This week I picked up the paper titled **Cuckoo hashing**. The paper presents a dictionary with worst case constant *lookup*, *deletion* and *updation* time and amortized constant *insertion* time (with high probability).

# Summary

The structure of the dictionary is quite simple. Let us say that we have to maintain a set **S**, of size **n**, and keys are taken from a universe **U**. The dictionary uses two hash tables, **T** and **T’**, each consisting of **r** slots (where **r** is slightly bigger than **n**). We have two hash functions **h**, **h’**: U → [r]. Every key **x**∈ **S** will either be stored in cell **h**(x) of **T** or in cell **h’**(x) of **T’**. This means *lookup* takes **O**(1) time as only 2 slots needs to be checked. *Deletion* and *updation* also take **O**(1) time as they first *lookup* the key and then delete or update the corresponding value.

*Insertion* is more interesting and involved than other operations because it uses, what the paper calls, “the cuckoo approach” where a key kicks other keys to it finds a nest for itself. To insert **x**, we check cell **h**(x) of **T**. If it is free then we are done else we update the value of this cell which would make the previous key “nestless”. Then we insert this newly displaced key in **T’** in the same manner iteratively till all keys find a nest. The number of iterations is bound by a constant, **MaxLoop**, to avoid closed loops. After **MaxLoop**number of iterations, a *rehash* is performed. A *rehash* will also be performed once **r^2** insertions have been performed since the last *rehash*. This is all one needs to know to implement their own cuckoo-hash. Simple and straightforward.

# Digging Deeper

The approach may, at first, sound like shifting the overhead of *lookup* to *insertion,* but there is more to it. We first need to understand what is a universal family.
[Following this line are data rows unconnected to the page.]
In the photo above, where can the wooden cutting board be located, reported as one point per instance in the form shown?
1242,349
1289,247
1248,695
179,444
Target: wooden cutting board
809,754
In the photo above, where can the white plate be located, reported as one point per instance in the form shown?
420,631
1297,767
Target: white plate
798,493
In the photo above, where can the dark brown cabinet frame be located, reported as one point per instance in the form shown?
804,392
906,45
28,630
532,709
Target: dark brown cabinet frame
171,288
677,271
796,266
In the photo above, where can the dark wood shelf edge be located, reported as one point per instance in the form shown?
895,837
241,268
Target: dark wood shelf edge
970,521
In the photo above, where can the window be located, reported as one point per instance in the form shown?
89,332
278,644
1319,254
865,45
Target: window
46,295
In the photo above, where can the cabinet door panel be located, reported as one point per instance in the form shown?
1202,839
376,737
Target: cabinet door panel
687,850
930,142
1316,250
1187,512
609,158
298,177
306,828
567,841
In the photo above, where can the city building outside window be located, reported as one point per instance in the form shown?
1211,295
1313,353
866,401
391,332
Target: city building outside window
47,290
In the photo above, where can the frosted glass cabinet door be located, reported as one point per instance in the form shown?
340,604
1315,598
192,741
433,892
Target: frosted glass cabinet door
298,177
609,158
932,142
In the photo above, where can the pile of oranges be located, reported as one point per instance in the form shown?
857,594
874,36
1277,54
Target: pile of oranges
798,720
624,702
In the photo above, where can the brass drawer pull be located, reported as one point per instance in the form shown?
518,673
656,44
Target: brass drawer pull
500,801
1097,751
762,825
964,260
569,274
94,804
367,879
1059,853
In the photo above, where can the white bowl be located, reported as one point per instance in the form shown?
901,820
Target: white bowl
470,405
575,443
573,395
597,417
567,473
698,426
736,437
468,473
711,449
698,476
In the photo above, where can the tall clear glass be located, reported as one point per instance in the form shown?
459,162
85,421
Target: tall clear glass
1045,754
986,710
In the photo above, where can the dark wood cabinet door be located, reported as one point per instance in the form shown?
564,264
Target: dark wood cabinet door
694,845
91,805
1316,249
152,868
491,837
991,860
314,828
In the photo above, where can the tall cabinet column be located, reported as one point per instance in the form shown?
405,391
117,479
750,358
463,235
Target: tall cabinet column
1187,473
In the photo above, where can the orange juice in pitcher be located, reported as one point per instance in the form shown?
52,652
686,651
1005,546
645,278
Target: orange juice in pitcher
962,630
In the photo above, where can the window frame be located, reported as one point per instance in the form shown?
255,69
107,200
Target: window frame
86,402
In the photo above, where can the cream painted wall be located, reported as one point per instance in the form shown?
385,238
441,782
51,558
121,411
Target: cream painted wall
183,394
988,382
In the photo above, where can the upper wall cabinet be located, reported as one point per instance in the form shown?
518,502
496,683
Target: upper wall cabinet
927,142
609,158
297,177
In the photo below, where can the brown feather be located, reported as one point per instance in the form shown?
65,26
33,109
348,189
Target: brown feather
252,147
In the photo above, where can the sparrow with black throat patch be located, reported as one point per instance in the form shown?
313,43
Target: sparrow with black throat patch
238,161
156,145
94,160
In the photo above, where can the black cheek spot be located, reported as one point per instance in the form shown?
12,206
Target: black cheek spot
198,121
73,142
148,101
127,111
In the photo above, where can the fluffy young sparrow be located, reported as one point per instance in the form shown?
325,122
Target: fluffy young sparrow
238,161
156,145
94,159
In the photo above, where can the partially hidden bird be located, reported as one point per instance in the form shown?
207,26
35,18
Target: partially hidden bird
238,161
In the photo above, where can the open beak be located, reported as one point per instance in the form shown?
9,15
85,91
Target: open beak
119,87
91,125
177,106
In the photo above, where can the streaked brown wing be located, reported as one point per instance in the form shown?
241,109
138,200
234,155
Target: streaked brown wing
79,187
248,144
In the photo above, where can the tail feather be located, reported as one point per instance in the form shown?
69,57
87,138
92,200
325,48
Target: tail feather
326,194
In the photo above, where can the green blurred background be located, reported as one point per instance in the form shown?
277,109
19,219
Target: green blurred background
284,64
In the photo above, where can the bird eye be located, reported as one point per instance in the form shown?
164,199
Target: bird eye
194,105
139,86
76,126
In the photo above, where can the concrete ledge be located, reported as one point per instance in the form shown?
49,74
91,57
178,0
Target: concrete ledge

A family of functions, where each function is defined from **U** → **R**, is (**c**, **k**)-universal if, for any **k** distinct **x**’s ∈ U , and any **k** **y**’s ∈ **R**, probability that any randomly chosen function from this family maps these **x**’s to **y**’s ≤ **c/|R|^k** . In effect, it puts a limit on the probability of collisions when randomly picking hashing functions from this family. The paper cites a paper by Alan Siegel to explain how to construct a hash family such that probability of collisions with a set of **r^2** keys is **O**(**1**/**n^2**).

The paper also uses a clever trick to determine when a *rehash* would be needed before reaching **MaxLoop** iterations. If the *insertion* operation returns to a previously visited cell, it checks if a close loop is going to be formed. Suppose we are inserting key **x1** and let **x1**, **x2**, …, **xp** be the sequence of nestless keys. One of these keys, say **xi**, becomes nestless for the second time. So it will be put back to its original position. This will cause all the the previous keys in the sequence to be moved back to their original position and **x1** would be nestless again. So it will be put to the other table this time. This would cause some keys to becomes nestless in the second table. If one of those keys say **xk** moves to a previously visited position, we are guaranteed to have a closed loop. In that case, we do not wait for **MaxLoop** iterations to be reached and perform *rehash*.

Now we can work out the probability of *insertion* loop running for at least **t**iterations. We already know that **t** can not exceed **MaxLoop**. Adding up the probabilities for all possible values of **t** and accounting for the cost of *rehash* and taking **n** to be very large, we get the amortized *insertion* time to be **O**(1). For a detailed understanding of this part, refer the original paper.

# My thoughts

The paper has very strong mathematical and experimental backing. It is full of references related to both theoretical work and experimental evaluation. The analysis of *insertion* is clean and meticulous and all the maths work out beautifully. I particularly liked the elaborate and well-documented experiments. Authors have experimented with a variety of hashing algorithms along with variants of cuckoo hashing. They have highlighted the instances where their implementation differs from the reference and have provided justifications for the same. They have also studied the role of cache in all the hashing techniques in their experiments. They also tested with the dictionary tests of DIMACS implementation challenge. In all experiments, Linear Probing performed better than all other approaches with Cuckoo-Hashing lagging just 20–30% behind. Even then paper presents a strong case for Cuckoo-Hashing.

A few things can still be explored more like how to go about choosing a family of good hash functions as per the constraints. Secondly cache miss rate tends to increase the fastest for cuckoo hashing as load factor increases. Also, it is not possible to have a load factor of more than 50% for cuckoo hashing. So in some cases, the dictionary will have to be resized. The experiments have focused on situations where the size does not vary greatly. Also *insertion* is expected to be **O**(1) only for very large values of **n** though there is no estimate of how big **n** needs to be. This could be persuaded further.